Significant changes in the rules for Girls Lacrosse in High School are coming in 2020. The rules changes were recommended by the joint National Federation of State High School Associations (NFHS) and US Lacrosse (USL) Girls’ Lacrosse Rules Committee, and subsequently approved by both the NFHS and USL boards of directors.
USL and NFHS both released advance summaries of all changes on 23 July 2019.
FREE MOVEMENT ON A WHISTLE OR STOPPAGE OF PLAY
The allowance for free movement by players on a whistle or stoppage of play is the most significant rule change for high school girls’ lacrosse in 2020, and one of 12 rules changes approved for high school girls’ lacrosse, effective January 1, 2020.
Free movement allows players to move freely around the playing field, instead of being required to hold their positions on stoppages. The primary intent of the rule change is to improve the pace of play, and allows for a less restrictive experience for the athletes.
The change to free movement impacts several areas of the NFHS/USL Rules Book. The change has an impact on rules 4.2.3, 4.3.3, 5.1.2, 5.1.3, 5.3.1, 6.3.1, and 10.1.
Rule 4-3-3 will change to allow players to be substituted for during a possession time-out, except for the player being awarded the ball and the offender.
ADMINISTRATION OF MAJOR FOULS AND OTHER STOPPAGES OF PLAY IN THE CRITICAL SCORING AREA
To limit potentially dangerous play in the critical scoring area and allow for consistent administration of the free position, a major foul between the 12 and the 8 will now be administered as a free position taken on the 12-meter fan closest to the spot of the foul. This is a change to rule 10.1.
However, when a stoppage in play causes the ball to become dead that was in the critical scoring area, rules 4.3.3, 5.1.3, 5.3.1 and 7.3 PENALTY now indicate play will resume on the closet dot.
[EDITOR"S NOTE: Initially, these two changes seem to be in conflict. However, rule 4.3.3 addresses time out; 5.1.3 addresses indirect free positions; 5.3.1 addresses major and minor foul penalty administration; 7.3 PENALTY addresses penalty administration for Goal Circle violations. Please watch for further clarifications.]
Self-starting when self-start is not an option is now considered a major foul in rule 10.1 under false starts.
CHECK TO THE NECK AND HEAD
Under major fouls in rule 10.1, a check to the neck is now included under check to the head with a mandatory card assessed.
In a change to Rule 9.1, the description of the minor foul, covering, is now described as covering a ground ball, instead of guarding. Additionally, preventing an opponent from playing the ball by covering the ball with the body now constitutes a minor foul. Previously, using a foot or crosse to guard a ground ball was a minor field foul.

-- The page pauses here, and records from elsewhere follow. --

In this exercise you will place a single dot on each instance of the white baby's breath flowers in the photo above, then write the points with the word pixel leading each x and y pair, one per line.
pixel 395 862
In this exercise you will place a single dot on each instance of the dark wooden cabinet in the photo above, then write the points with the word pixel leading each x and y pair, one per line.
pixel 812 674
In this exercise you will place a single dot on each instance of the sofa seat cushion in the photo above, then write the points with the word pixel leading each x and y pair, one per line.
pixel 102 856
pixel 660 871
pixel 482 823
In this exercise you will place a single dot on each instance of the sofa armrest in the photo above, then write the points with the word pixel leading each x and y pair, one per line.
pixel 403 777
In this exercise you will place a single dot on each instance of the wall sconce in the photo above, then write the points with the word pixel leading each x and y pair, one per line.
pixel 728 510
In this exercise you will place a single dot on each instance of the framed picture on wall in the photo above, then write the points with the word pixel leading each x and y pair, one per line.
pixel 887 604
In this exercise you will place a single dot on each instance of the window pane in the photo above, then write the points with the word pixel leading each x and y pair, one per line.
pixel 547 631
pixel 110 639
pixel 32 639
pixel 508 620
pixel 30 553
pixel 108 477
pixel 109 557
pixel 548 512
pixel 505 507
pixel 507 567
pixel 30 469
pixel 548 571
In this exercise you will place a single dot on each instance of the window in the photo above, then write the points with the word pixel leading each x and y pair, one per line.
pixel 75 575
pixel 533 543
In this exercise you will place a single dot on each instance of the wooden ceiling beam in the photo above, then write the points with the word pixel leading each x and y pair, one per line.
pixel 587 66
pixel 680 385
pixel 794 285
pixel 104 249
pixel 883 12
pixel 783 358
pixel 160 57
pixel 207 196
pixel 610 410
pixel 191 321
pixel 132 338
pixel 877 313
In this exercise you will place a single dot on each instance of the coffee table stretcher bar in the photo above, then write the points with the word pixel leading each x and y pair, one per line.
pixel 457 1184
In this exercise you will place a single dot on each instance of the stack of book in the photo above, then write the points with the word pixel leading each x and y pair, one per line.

Rule 5.4.4 has been amended to allow self-starts on boundary restarts. On boundary restarts, opponents must give the player in possession of the ball at least two meters — an additional meter from the previous requirement (Rule 6.3.1b).
A change to Rule 6.3.2 clarifies that a player’s body or crosse that is inbounds and nearest to the ball when it goes out of bounds on a shot on goal determines possession of the ball when play resumes.
NUMBER OF PLAYERS ON THE FIELD AT THE DRAW
Rule 5.2.2 was amended to allow any number, up to 12 players from each team, on the field prior to the start of each draw. Prior to the change, each team was required to have 12 players on the field unless a team could not do so legally.
There are changes to Rules 2.2.5 and 2.4.3 to amend crosse and stick requirements. A crosse now meets specifications if the ball moves freely in the front of the pocket, removing the requirement for the back of the pocket. During stick checks, game officials will ensure that the ball rolls out of the back of the pocket when placed in the upper third of the head at its widest point and the stick and head are tilted 90 degrees. This rule helps limit the on field check requirements for the back of the pocket to those issues only related to performance.
For eyewear, the SEI (Safety Equipment Institute) mark for certification must be on the equipment by January 1, 2025. Eyewear must still be SEI certified for the 2020 season (rule 2.7.2), but the requirement for a physical mark on the eyewear does not take effect until 2025. All approved eyewear is listed on the SEI website at www.seinet.org.
MODIFICATION OF EQUIPMENT
In a change to Rule 2.7.4, equipment cannot be modified from its original manufactured state and it must be worn in the manner the manufacturer intended.
Rule 2.8.4 now prohibits the use of video replay to review an official’s decision, consistent with other NFHS rules.